Con la naturalidad de quien ve caer la lluvia, Miro, como todos lo conocen, señala montes calcinados donde hace una década había un verde frondoso de robles, pinos y castaños. “Aquí hemos convivido siempre con los incendios, pero siempre duran unas horas y ya está”, señala antes de recalcar que lo que sucede ahora no tiene comparación alguna. “Cada vez son fuegos más salvajes, más impredecibles, consumen más hectáreas y llegan a las casas”, comenta en referencia a los llamados incendios de sexta generación.

Los vecinos de Castromil están acostumbrados a que no aparezca nadie cuando hay un fuego. De hecho, fue una sorpresa la alerta que llegó al teléfono pidiendo la evacuación de la población. “Hemos aprendido a enfrentar el fuego nosotros mismos”, dice. Para confirmar lo que cuenta, Miro muestra el local donde se guardan los 20 batefogos comprados por la junta vecinal y con la que hicieron frente al incendio. Se trata de una especie de remo de piragüismo, pero flexible en la pala y que ayuda a apagar las llamas. Un instrumento que es ya un símbolo de los vecinos luchando contra el fuego. Hace tres años el pueblo también invirtió en comprar un remolque con un tanque de agua de 8.000 litros para desplazar por los caminos cada vez que se declara un incendio.
“Los incendios del verano se apagan en invierno”, insiste el alcalde de la localidad, Jesús González, muy cabreado con la política forestal de la Junta de Castilla y León, diseñada por quienes él llama “ingenieros de salón”. “No me quejo de los medios que han utilizado para apagar este fuego. Ha habido aviones y helicópteros, y hablo con el presidente de la diputación todos los días”, precisa, “pero si no es por nosotros se nos queman las casas”, insiste. “Mi queja principal tiene que ver con las leyes actuales que nos impiden tocar el campo, hacer quemas controladas, abrir retranques en los ríos o tocar los pastos quemados.

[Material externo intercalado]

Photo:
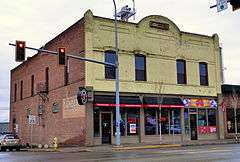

Todo eso es combustible para el fuego”, critica.

“Hay poca gente, y si a los que estamos aquí no nos dejan actuar, cualquier fuego se convierte en una bomba de relojería”, apunta. Entre el resto de vecinos ni siquiera hay fuerzas para la indignación, sino la sensación de que deben convivir con el fuego como el marinero lo hace con el mar. “Hay que manejar el campo como hacían nuestros abuelos”, recalca el alcalde. “Limpiar las fincas en invierno, perimetrar el pueblo y trabajar con la gente de los pueblos que conocemos las rutas y los caminos. Con cinco horas de hidroavión pagas todo el año a una cuadrilla de gente de los pueblos para que lo tengan limpio”, añade el alcalde.
Este sábado comenzaron a regresar los evacuados desde Puebla de Sanabria. No fueron horas fáciles. La comunicación iba y venía y las noticias que llegaban al móvil hablaban de un fuego descontrolado que amenazaba el pueblo y que castigaba como nunca a la limítrofe provincia de Ourense donde ya se han quemado más de 32.000 hectáreas en lo que supone el incendio más devastador registrado en Galicia en los últimos años.
Cuando las mujeres y los niños llegan del albergue donde han pasado dos días, les recibe una escena invernal pero con 35 grados. Llueve, pero es ceniza. Hay niebla, pero no son las nubes, sino la polución ambiental después de una semana de fuego, una bruma gris y espesa que agarrota la garganta.
La descoordinación competencial con la que se afrontó este último incendio queda aún más evidente en el caso de poblaciones fronterizas como Castromil. Al Castromil zamorano llegó la orden de evacuar, pero no así al Castromil gallego, aunque las llamas eran mucho más fuertes en este último. Sofocado el fuego, el viernes por la noche los vecinos extenuados compartían en el único bar las anécdotas de 48 horas de batalla salvaje. Un jabalí que salió de entre las llamas, la bola de fuego que rodeó el tractor o los pies y las manos hinchadas que ahora reposan sobre una silla. “¿Sabes lo peor de todo?”, se pregunta Miro. “Que cuando esto pase y se vayan las autoridades y la prensa, todo seguirá igual”. Como la piedra de los tres reinos.